11. Eiser heeft benadrukt dat de verzekeringsarts in zijn rapport van 29 oktober 2018 een voor hem negatieve conclusie trekt die door de ingeschakelde psychiater niet is getrokken. Daarmee heeft die verzekeringsarts de grondslag verlaten van het expertiserapport.
12. De rechtbank volgt eiser ook daarin niet. Beslissend in een procedure als deze is niet het exacte diagnostische label, maar het objectief vaststellen van medische beperkingen. Dat de verzekeringsarts in dat opzicht buiten het expertiserapport is getreden, is niet gesteld en ook niet aannemelijk.
13. Eisers opname in een kliniek in Turkije is ook geen reden om te twijfelen aan de juistheid van verweerders besluit. Allereerst was die opname kortdurend (vier dagen lang). Hij heeft bovendien plaatsgevonden na de datum waar het in deze procedure om gaat:
1 maart 2019.
14. De verzekeringsarts bezwaar en beroep heeft verder ook concreet gemotiveerd dat en waarom de klachten van eiser geen aanleiding geven tot het aannemen van verdergaande beperkingen.
15. Uitgaande van de beperkingen zoals die in de FML zijn vastgelegd, moet eiser in staat worden geacht de door de arbeidskundige geselecteerde functies te verrichten. Eiser heeft op dit punt verder ook geen gronden aangevoerd.
16. Verweerder mocht de uitkering van eiser dus beëindigen.
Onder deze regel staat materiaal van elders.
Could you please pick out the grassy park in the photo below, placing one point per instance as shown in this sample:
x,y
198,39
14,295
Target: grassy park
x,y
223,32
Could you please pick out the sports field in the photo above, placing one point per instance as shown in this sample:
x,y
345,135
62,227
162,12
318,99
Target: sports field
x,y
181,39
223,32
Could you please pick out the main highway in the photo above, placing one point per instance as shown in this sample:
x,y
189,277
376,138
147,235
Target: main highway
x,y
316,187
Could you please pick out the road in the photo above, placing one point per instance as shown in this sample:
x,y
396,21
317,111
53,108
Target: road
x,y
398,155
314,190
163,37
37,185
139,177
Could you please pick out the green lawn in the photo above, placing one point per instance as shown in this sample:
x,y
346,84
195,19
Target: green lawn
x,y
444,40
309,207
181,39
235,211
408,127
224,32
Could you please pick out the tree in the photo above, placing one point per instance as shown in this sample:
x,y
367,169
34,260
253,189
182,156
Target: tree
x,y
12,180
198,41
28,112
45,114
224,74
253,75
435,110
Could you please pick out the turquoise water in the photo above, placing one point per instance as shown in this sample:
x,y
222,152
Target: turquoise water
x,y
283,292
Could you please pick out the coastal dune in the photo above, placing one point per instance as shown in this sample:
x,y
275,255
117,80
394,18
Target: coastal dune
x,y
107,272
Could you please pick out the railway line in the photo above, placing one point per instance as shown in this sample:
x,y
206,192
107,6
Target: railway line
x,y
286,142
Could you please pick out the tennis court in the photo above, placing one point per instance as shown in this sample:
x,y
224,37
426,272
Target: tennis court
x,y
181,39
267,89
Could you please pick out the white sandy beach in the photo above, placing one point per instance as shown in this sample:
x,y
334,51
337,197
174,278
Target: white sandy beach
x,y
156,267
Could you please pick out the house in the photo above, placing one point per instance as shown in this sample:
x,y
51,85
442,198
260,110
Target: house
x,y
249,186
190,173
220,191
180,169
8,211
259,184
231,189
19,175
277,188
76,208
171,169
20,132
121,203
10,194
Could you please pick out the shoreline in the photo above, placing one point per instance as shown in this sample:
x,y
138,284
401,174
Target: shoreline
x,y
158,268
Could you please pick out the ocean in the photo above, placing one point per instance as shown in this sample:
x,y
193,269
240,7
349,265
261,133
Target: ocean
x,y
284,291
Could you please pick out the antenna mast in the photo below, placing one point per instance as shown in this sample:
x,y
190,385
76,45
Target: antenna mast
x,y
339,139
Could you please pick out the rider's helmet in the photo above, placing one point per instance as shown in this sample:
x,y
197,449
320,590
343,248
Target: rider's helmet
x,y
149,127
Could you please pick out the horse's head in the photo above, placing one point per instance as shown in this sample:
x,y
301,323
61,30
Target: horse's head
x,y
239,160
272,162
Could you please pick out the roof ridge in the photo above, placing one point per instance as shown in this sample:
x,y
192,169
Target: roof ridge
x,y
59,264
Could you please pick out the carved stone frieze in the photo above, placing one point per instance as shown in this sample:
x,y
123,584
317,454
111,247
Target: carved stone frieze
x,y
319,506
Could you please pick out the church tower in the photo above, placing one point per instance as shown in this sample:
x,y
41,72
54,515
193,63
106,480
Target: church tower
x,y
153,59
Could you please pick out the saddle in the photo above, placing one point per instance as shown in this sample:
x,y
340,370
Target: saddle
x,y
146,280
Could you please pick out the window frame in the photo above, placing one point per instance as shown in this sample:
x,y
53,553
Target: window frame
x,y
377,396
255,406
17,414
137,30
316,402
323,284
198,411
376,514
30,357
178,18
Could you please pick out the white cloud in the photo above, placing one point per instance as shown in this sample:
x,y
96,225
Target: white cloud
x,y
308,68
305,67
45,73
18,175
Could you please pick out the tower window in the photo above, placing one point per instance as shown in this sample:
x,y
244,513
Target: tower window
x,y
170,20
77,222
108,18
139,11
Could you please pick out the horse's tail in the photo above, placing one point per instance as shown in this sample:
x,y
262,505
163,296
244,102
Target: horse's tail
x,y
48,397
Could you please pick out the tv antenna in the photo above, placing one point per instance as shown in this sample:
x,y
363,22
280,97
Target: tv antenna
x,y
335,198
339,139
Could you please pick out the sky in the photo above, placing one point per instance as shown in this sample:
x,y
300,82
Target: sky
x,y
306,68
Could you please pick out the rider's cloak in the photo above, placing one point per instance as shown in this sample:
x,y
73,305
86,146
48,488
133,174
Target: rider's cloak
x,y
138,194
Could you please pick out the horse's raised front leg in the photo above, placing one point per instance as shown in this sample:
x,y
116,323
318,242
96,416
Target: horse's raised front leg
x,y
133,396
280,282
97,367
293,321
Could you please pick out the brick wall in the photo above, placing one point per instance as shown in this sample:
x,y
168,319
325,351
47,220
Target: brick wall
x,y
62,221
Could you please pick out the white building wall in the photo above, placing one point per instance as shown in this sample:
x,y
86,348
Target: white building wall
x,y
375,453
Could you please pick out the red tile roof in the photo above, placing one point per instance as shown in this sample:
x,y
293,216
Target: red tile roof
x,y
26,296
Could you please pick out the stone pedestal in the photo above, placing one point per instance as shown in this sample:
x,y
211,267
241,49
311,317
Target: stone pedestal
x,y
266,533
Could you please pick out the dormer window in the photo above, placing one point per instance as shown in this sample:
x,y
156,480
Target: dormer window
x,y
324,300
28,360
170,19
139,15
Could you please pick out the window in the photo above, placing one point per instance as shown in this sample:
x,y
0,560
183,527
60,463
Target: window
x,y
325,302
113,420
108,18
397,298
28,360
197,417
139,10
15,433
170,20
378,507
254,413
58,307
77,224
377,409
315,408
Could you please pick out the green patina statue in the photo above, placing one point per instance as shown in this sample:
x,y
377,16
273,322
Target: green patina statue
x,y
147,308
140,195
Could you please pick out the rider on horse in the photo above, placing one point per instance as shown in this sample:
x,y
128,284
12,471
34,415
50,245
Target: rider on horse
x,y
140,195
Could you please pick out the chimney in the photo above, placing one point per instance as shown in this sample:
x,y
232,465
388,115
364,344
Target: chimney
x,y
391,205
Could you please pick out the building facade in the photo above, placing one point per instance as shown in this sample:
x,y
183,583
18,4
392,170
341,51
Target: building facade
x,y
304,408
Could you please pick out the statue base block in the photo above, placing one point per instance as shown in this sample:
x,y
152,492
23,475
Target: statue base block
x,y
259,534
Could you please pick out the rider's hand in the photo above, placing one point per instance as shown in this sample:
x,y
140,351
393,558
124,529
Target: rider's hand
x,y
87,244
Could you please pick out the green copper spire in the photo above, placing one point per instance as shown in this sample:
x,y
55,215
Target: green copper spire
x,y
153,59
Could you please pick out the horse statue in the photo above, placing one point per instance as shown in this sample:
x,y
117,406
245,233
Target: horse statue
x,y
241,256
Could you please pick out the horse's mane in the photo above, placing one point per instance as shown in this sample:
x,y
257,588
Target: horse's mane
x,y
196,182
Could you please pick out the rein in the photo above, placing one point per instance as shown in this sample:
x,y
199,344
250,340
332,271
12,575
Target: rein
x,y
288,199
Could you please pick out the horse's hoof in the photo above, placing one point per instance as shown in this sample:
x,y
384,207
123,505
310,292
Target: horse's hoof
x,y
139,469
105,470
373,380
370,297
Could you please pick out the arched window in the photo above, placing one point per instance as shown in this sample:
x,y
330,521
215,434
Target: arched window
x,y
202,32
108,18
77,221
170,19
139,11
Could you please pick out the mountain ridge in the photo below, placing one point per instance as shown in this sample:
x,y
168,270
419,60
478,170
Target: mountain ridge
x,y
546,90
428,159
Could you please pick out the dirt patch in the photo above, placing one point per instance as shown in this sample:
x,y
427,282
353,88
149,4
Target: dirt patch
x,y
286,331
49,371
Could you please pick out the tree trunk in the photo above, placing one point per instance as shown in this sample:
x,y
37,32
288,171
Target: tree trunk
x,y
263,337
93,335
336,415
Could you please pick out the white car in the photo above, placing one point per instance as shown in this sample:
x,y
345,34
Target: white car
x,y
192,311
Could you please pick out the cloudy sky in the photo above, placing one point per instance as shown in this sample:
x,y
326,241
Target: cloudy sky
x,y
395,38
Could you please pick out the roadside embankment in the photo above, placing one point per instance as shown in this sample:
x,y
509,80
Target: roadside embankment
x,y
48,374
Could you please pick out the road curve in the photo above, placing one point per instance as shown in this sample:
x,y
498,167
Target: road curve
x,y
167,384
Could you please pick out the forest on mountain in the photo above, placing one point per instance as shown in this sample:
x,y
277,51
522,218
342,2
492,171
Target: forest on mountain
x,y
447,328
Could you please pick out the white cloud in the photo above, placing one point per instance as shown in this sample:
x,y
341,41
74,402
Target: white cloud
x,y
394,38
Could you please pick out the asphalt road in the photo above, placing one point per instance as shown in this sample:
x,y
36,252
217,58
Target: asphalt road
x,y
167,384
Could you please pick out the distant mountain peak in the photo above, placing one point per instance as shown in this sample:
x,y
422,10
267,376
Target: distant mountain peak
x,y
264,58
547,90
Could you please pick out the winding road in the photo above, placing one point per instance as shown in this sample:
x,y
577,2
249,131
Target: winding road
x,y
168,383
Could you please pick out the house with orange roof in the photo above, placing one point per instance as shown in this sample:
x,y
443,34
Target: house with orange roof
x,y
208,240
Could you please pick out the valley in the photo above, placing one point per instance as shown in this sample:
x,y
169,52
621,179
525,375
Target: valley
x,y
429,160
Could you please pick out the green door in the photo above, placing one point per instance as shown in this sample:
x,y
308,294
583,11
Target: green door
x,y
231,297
Het beroep is ongegrond.
Voor een proceskostenveroordeling bestaat geen aanleiding.

Beslissing

De rechtbank verklaart het beroep ongegrond.
Deze uitspraak is gedaan door mr. H.J. Tijselink, rechter, in aanwezigheid van
mr. N. van der Kroft, griffier
.De beslissing is in het openbaar uitgesproken op
10 maart 2020.
griffier
rechter
Afschrift verzonden aan partijen op:

Rechtsmiddel

Tegen deze uitspraak kan binnen zes weken na de dag van verzending daarvan hoger beroep worden ingesteld bij de Centrale Raad van Beroep. Als hoger beroep is ingesteld, kan bij de voorzieningenrechter van de hogerberoepsrechter worden verzocht om het treffen van een voorlopige voorziening.